At Future: Net 2017, our CEO Ratul Mahajan introduced a new network engineering workflow. Designed to evaluate the operation of ever more complex and scaled networks, this workflow aims to eliminate misconfigurations that can lead to a downward spiral of outages, security breaches, and other failures; and to make networks less of a long pole in application delivery.
As we discussed in previous articles, there are three pillars of this new networking engineering workflow: 1) formal validation of network configurations, 2) intent specification languages to bridge the gap between the intended high-level policies of a network and its low-level configuration, and 3) development tools.
When you compare software and network engineering trends at a high level, the contrast is striking. Application development has become remarkably agile, robust and responsive, while the networks that carry those apps have not. They continue to be slow to evolve and prone to error. A critical reason for the difference is tools.
From integrated development environments (IDEs) with valuable plugins for static analysis, dead code detection, and linting to unit test frameworks that enable continuous testing to automated build and deployment tools, the discipline of software engineering has evolved rapidly and for the better.
Network engineers, on the other hand, have not been so lucky. There is not even an IDE for network configurations; we just have simple editors like Vi (or Vim) and Emacs. (See Table 1.)
Table 1 – A Tale of Two Tool Chests
|Software Engineering Dev Tools
|Network Engineering Dev Tools
Continuous build and test
Given the fact that each vendor has its own configuration language (or in some cases, multiple configuration languages), the possibility of a true IDE emerging is slim at best.

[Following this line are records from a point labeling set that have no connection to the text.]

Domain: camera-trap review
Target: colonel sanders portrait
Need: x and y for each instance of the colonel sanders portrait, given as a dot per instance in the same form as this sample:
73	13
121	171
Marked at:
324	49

But the lack of a true IDE is just one of the challenges facing network engineers.
Network validation frameworks are the critical gap. Developed jointly by researchers here at Intentionet, UCLA, USC and Microsoft Research, Batfish is designed to plug that gap with a tool that detects bugs in network configurations.
As discussed in a prior blog post, Batfish simulates the network behavior and builds a model from device configurations, predicting how the network will forward packets and how it will react to failures. This capability of building the model from just device configurations enables Batfish to evaluate network changes and guarantee correctness proactively, without requiring configuration changes to be first pushed to the network.
Leveraging the Python SDK, Pybatfish, we can now build a suite of development tools for network engineers that can be leveraged to create an automated test environment. Here are four categories of such tools:
Linting and dead-code detection. With Pybatfish, a network engineer can identify undefined references or unused declarations, such as route-maps, ACLs, prefix-lists, and community-lists, or find a non-standard NTP server or identify unreachable lines in an ACL.
Unit testing. Each network has a list of constant configuration elements that are expected to always be true: All interfaces must have MTU of 4096; all devices in a given data center must have a defined set of NTP, DNS, TACACS servers; all interfaces must have LLDP enabled. These can easily be converted into automated unit tests with Pybatfish, such that only changes that pass all of these tests can be pushed to the network. Just like we do today for software changes.
Continuous integration (CI). Validating key device configuration attributes is useful, but validating overall network behavior is even more important. You can now write tests to ensure that a DNS server is globally reachable, or no single-interface failure leads to a loss of connectivity for a critical application, etc. You can now define the critical network behaviors that must always hold true as CI tests and embed these into an automated test environment.
Change analysis. Starting with a known working configuration, you can add the planned configuration to see the configuration and behavior variance. You can see, for instance, if flow A is blocked in the planned but not in the reference config, or that flow B takes another path, or if new flows appear that were not intended. This exploration allows you to analyze a proposed change in real-time, using the results to build your unit test and integration test suite.
Software engineers have leveraged a suite of tools to rapidly respond to changing business needs, accelerate development and improve reliability. The network is now increasingly becoming the bottleneck in application deployment and the digital transformation of business. It is time for network engineers to respond. The foundational elements for the new network engineering workflow are here.